I have no memory of that night’s Thanksgiving dinner itself. I’m sure it was what you might expect: saying grace, then diving into turkey, mashed potatoes, fruit salad, and English peas. After it was over I remember we got out Daddy’s guitar, and Aunt Dot took to the piano. Uncle Fred probably had to be coaxed to get his fiddle out again, but he did, and I can remember him bracing the tailpiece on his knee so that the violin was facing him while he twisted the pegs up and down to adjust the perfect pitch.

Watching him tune by ear, Aunt Dot, who held her husband in high regard, poked me with her elbow. “He would have been as fine a violinist as Heifetz,” she whispered. I nodded solemnly.

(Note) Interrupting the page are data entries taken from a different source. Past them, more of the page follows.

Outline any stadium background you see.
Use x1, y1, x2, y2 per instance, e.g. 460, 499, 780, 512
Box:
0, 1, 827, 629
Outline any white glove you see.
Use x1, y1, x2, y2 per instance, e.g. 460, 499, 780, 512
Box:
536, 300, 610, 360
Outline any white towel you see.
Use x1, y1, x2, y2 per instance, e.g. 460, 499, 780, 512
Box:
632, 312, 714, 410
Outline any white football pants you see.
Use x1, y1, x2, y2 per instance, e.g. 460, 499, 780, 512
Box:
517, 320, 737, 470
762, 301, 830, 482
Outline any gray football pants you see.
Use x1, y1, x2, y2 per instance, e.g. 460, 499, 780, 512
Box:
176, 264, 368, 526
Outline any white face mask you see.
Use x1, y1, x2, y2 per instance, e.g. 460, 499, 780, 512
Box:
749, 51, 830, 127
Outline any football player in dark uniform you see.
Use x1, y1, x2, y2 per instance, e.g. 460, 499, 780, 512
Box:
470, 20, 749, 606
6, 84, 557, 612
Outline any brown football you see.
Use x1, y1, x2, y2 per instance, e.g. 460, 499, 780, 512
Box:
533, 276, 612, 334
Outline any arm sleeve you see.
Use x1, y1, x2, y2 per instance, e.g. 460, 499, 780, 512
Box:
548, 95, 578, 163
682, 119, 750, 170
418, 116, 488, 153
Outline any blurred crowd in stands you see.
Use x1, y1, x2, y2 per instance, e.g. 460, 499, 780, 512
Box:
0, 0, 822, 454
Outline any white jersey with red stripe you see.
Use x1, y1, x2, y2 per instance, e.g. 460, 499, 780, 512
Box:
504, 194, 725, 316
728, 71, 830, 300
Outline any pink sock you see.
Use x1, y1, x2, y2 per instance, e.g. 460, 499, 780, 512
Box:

Mother took off her apron and stood in back of the piano, ready to add her low alto voice to the mix. “Ridin’ Down the Canyon” we sang, and “Tumbling Tumbleweeds.” We found sheet music in Aunt Dot’s Cavalcade of the Forties book and sang on. “I found a million-dollar baby,” we harmonized, “in a five and ten-cent store.” We didn’t stop to assign parts or make arrangements; we just went purposefully from song to song, as we had done all our lives. Some songs we sang a capella because they just sounded better that way, just as some food tastes better without a lot of seasoning. We sang “On Moonlight Bay” like that, sliding into “Shine on Harvest Moon,” led by Aunt Dot and Daddy. Uncle Fred sang a rich bass part, and my sister, Jackie, whose soprano voice was fragile as spun glass, sang over the top of the rest of us, skipping along effortlessly.

It isn’t only food that makes a gathering memorable, of course, nor music and entertainment. It is all those things combined with the fellowship such an occasion provides. (You might throw in a little magic if you have it on hand.) That day the food was exquisite, transcended only by the joy of being with family, where everybody knows exactly who and what you are.

As it turned out, that was the last Thanksgiving we were to spend with all of us together. We had other times as a family, but Aunt Dot and Uncle Fred grew older, no longer able to travel, and my father’s death followed theirs in 1990. We tried, but it took a few years before we could face Thanksgiving without them. Now, when we fix Thanksgiving dinner, that breakfast is the gathering all others are compared to. “Lay the sage to that dressing,” my sister will say, laughing, just as Aunt Dot said all those years ago. “Add just a little salt and pepper to the gravy,” she’ll say, or, “more vanilla in the boiled custard,” pausing for a long time, putting her lips together expertly.

Our family learned the love of food and music and fellowship. I can see us now—like still photographs, animated, arms reaching, mouths open, smiles glowing, as if we had been stopped in mid-air, a moment frozen like a fly in amber. I see those years like slides: my sister buying canned gravy base at one of those fancy kitchen chain stores and saying, “Don’t tell Mother”; the year the coconut cake—burdened by its own rich weight—finally fell completely apart despite all the toothpicks; the time the dishwasher broke; the holiday when the boys finally got the boiled custard exactly right.

Each year was a milestone to be measured out in memory, to be savored for its time, then to vanish from the present with the click of a camera.